How can I replace non-breaking hyphens?

dragan.marinovic.9 · July 2, 2014, 3:29pm

This is the link:
http://www.authorama.com/we-the-media-3.html

These are the paragraphs:

Journalists can use SMS in any number of ways; again, this is much more common outside the U.S. The first inkling among journalists of China’s SARS epidemic came in an SMS from sources inside the medical profession there. Was this significantly different than simple phone calls in its fundamental nature? Not really. But in a place where being overheard can lead to big trouble, it’s much safer—as long as one’s messages aren’t being intercepted—to simply send a quick SMS.
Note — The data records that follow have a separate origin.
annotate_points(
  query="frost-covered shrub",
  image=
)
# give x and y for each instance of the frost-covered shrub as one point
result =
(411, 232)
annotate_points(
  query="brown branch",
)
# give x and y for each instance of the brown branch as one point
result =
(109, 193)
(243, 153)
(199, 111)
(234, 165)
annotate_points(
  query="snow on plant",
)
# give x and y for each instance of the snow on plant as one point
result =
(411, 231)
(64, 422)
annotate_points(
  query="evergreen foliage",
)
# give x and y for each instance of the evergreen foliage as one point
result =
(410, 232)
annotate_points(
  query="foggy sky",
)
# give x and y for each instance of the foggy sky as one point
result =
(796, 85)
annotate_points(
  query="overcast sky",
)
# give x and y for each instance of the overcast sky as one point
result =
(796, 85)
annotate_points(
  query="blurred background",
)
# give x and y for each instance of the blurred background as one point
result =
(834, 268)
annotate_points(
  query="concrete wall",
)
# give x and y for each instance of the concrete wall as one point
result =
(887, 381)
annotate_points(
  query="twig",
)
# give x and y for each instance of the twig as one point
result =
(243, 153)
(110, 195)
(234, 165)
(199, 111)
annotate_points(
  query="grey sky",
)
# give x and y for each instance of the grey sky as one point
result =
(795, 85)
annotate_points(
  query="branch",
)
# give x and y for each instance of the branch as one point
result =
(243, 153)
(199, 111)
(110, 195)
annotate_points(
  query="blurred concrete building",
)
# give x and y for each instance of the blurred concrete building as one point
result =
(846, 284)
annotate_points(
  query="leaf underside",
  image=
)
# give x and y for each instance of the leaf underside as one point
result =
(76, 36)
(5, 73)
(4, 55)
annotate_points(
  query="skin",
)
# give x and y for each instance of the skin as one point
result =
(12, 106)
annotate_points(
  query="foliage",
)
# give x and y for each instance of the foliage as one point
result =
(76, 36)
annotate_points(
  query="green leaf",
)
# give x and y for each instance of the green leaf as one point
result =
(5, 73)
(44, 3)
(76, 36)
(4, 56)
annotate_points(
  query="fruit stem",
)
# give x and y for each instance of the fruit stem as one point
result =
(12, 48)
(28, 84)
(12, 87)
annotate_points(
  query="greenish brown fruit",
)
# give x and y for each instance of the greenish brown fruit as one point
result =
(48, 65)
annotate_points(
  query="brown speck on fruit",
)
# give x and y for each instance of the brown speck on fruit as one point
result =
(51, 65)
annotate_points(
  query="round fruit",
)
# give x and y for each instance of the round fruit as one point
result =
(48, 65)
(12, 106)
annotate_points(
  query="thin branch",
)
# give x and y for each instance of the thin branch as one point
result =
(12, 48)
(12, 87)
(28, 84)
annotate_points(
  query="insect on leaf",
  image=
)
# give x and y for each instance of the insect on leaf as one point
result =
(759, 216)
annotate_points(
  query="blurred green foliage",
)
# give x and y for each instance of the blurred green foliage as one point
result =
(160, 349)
Over time, perhaps the most important value of SMS will be of the kind described by Howard Rheingold in his prescient book Smart Mobs:52 a self-organizing information system in which individuals and small groups tell each other important news. Rheingold relates, among other examples, how citizens in the Philippines used SMS to organize and overthrow a corrupt government.53 On a more prosaic level, young people in countries with advanced wireless communications have used SMS for social organization. We’re just at the beginning of this tech-nology’s development. As networks and handsets improve, SMS will give way to video messaging, with yet to be understood implications.

Question

I’ve managed to replace Non-breaking space with:
[:space:]
[:space:]+
and
Hyphen / Non-breaking Hyphen with:
[:hyphen:]
[:hyphen:]+

BUT, if you faste those two paragraphs in Writer you’ll find two word: “significantly” and “countries” with non-breaking hyphen which is if you compare it to “normal” non-breaking hyphen “a little more indented”. I’ve tried to paste Unofrmatted text but I get “a little more indented” non-breaking hyphen again.

And I haven’t managed to replace it and I searched all web.

Any soulution to replace it or “not getting it” at all?

Regina · July 2, 2014, 7:53pm

It is not a “non-breaking” hyphen but an “optional” hyphen. It is called “SOFT HYPHEN” or “SHY” too. It has code point U+00AD.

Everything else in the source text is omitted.